* EDUARDO WOLF
Doutor em Filosofia pela USP, curador-assistente do Fronteiras do Pensamento
Em sua palestra no Fronteiras do Pensamento em São Paulo, a economista americana Deirdre McCloskey comenta com a plateia que ficou sabendo que Niall Ferguson seria o próximo a falar em nosso seminário. Bem-humorada, Deirdre diz ser amiga do historiador britânico e brinca: "Digam que eu mandei um oi para ele. É um grande historiador – mas ele está errado!". Mais do que uma piada de palco (e das boas), essa provocação revela muito do espírito que o Fronteiras quis trazer ao público com a curadoria pensada para 2017: Civilização: A Sociedade e seus Valores.
Afinal, a sociedade em que vivemos – qualquer um de nós, no Brasil, na China ou na Europa – tem múltiplos valores que pode chamar de seus. É complexa, variada e, ao menos nesse sentido, plural. Seus problemas não são menos complexos, e, por isso, tampouco comportam respostas menos variadas. Foi por isso que, após assistir à brilhante exposição de McCloskey, a autora de uma portentosa trilogia (The Bourgeois Era) em que analisa como o mundo moderno e o capitalismo tal qual o conhecemos surgiu a partir de valores e ideias tipicamente burgueses, o público do Fronteiras pode ver, em seguida, a palestra de Ferguson, cujas explicações para o êxito das sociedades capitalistas ocidentais seguramente são distintas, e não necessariamente compatíveis, com as de McCloskey. Leve-se em consideração, ainda, que a conferência que antecedeu a ambos foi a do economista francês Thomas Piketty, – de quem tanto Deirdre quanto Ferguson certamente discordam. Como é bom ver três figuras talentosas e brilhantes discordarem, oferecendo seus pontos de vista conflitantes, sobre questões tão urgentes como a desigualdade, o funcionamento da economia e os caminhos da sociedade, não?

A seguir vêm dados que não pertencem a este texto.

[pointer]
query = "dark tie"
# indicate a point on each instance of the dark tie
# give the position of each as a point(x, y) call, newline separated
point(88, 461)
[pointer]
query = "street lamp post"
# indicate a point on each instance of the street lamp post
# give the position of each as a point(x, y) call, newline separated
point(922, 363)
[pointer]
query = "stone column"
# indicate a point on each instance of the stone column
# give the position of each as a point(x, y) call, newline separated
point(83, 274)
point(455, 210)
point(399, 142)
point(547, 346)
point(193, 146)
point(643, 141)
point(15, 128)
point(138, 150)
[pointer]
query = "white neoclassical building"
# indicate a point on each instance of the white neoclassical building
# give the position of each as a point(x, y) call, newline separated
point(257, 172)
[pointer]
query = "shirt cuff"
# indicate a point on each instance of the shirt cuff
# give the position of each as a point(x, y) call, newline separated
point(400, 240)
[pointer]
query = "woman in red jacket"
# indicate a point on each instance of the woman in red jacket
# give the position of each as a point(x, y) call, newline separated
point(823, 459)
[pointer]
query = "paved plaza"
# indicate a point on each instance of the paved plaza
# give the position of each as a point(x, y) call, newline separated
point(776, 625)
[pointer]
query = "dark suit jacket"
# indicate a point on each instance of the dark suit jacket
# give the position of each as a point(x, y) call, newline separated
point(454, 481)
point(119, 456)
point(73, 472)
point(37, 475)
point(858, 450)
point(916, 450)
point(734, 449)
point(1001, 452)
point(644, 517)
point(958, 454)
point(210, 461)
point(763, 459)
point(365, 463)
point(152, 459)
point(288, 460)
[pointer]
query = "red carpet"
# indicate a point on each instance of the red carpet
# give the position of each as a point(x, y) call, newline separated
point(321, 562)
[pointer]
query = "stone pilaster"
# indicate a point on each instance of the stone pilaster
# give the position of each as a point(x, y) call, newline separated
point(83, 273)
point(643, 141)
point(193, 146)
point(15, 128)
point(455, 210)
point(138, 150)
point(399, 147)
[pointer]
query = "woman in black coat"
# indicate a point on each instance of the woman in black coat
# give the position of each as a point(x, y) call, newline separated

Civilização – Ocidente vs. Oriente, de Ferguson, é, em certo sentido, o livro que motivou a escolha desse tema. Não em virtude da análise de seu autor, por mais instigante que seja, mas sim porque indagar o que caracteriza nossa civilização – e mesmo o nosso pertencimento à civilização que chamamos de ocidental – é uma oportunidade para refletir sobre nossa identidade, nosso passado e nosso futuro, nossa condição atual com todos os seus dilemas, além de nos levar a exames comparativos. Avaliamos nossa evolução como sociedade, as mudanças, sejam elas positivas ou negativas, nos gráficos de um economista ou pelo argumento de um filósofo. Nos interrogamos pelos mecanismos que fazem mover a História e que transformam as sociedades, seja pela narrativa dos fatos históricos, seja pela gloriosa aventura da ciência, como nos apresentou o físico italiano Carlo Rovelli. Consideramos os conflitos de outros países, os dilemas de outros povos. Exercitamos a empatia e aprendemos a ver o mundo pelos olhos dos outros.
Se o economista brasileiro Eduardo Giannetti e o filósofo francês Gilles Lipovetsky, que debateram no Fronteiras deste ano, trouxeram-nos temas com os quais o planeta inteiro está lidando, como os desafios de uma sociedade de consumo em escala global e as ameaças à ecologia, coube aos escritores Amós Oz e Leonardo Padura oferecer-nos a experiência de pensar o mundo dos valores de povos que enfrentam dilemas que não são os nossos. Não sabemos o que é viver a insularidade de que fala Padura, nem o que é estar em uma ditadura continuada de seis décadas e, ainda sim, reivindicar seu país como lar. Melhor: não sabíamos, pois, com a fala de Padura, nos apropriamos dessa experiência. Não sabemos o que é viver, há sete décadas, em território conflagrado por razões étnicas, religiosas e políticas, muito menos o que é apegar-se a esse território como símbolo da sobrevivência milenar de um povo que já sofreu a ameaça de extermínio. Isto é: não sabíamos, pois ouvindo o israelense Oz aprendemos a ver os diversos ângulos dessa experiência, e com nossa humanidade entendemos o que está expresso em termos de valores em conflito.
E que bom que, mergulhados nessas reflexões, terminamos o ano refletindo sobre a importância da convivência – mais humana, mais franca, mais, vejam só, civilizada! –, como nos fez lembrar a psicóloga evolucionista canadense Susan Pinker. Até porque, de que adianta qualquer reflexão que possamos fazer, especialmente sobre a civilização e os valores da sociedade, se não conseguirmos tirar disso a lição de viver melhor com nossos semelhantes?